Continuously variable transmission (CVT) has long been recognized as a likely answer to more efficient automatic transmissions but CVT has been relatively slow in gaining widespread commercial use. In Business Week, Feb. 6, 1984 at pages 74-75 there is discussed the basic approach to a currently popular form of CVT. As described therein CVT works by varying the working diameters of two pulleys, each of which is characterized by a V-shaped groove in which sits the pulley belt. To shift into a lower gear, the engine pulley spreads apart dropping the belt lower into its V-shaped groove and at the same time, the driven shaft pulley closes, forcing the belt to ride higher in its V-groove, thereby effectively decreasing the ratio of the diameters of the engine pulley and the drive shaft pulley.
A critical element of such a system is the belt used. Typically there is used a flexible steel belt with hundreds of steel plates strung together like the links of a watch band. In such a system, the drive shaft pulley pushes the driven shaft pulley into rotation by means of the segments of the belt which are pinched between the sidewalls of the respective groove.

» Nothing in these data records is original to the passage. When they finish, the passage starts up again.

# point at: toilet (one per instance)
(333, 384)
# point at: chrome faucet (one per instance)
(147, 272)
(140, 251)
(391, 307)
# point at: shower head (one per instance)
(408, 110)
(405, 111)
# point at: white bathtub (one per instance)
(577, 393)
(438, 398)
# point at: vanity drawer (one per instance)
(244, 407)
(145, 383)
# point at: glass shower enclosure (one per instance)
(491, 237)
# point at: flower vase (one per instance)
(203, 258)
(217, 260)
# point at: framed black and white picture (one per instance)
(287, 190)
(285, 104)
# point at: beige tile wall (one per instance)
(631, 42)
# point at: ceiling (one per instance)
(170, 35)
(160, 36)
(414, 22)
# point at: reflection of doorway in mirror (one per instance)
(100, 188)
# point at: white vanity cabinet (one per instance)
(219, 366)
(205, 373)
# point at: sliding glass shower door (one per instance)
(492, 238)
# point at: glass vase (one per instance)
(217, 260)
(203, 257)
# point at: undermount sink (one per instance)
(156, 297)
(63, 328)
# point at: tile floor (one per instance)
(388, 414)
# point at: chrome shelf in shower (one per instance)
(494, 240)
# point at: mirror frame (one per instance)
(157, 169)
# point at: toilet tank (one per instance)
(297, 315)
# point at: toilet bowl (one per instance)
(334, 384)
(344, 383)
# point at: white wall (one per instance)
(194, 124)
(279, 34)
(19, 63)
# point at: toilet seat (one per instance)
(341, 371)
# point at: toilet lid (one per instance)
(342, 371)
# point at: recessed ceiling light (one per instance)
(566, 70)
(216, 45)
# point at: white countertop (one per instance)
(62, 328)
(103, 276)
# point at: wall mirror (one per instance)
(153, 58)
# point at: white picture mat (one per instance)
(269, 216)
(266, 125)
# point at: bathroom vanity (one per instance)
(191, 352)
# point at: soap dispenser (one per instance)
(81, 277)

An oil film is included between the walls of the groove formed by the pulley walls and the tips or edges of the steel belt to facilitate displacement of the belt when a speed change is made. Unfortunately, this oil film requires a very high contact force to enable the system to transfer torque between the pulleys and the drive belt. It is of course important that adequate clamping be maintained between the belt and the pulleys if either the pulley is to drive the belt or be driven by the belt without slipping. In particular, it is advantageous that the clamping force be proportional to the torque being transmitted. Moreover, it is important that these high clamping forces be little affected by shock or other load changes. Prior art CVTs have been deficient in these respects.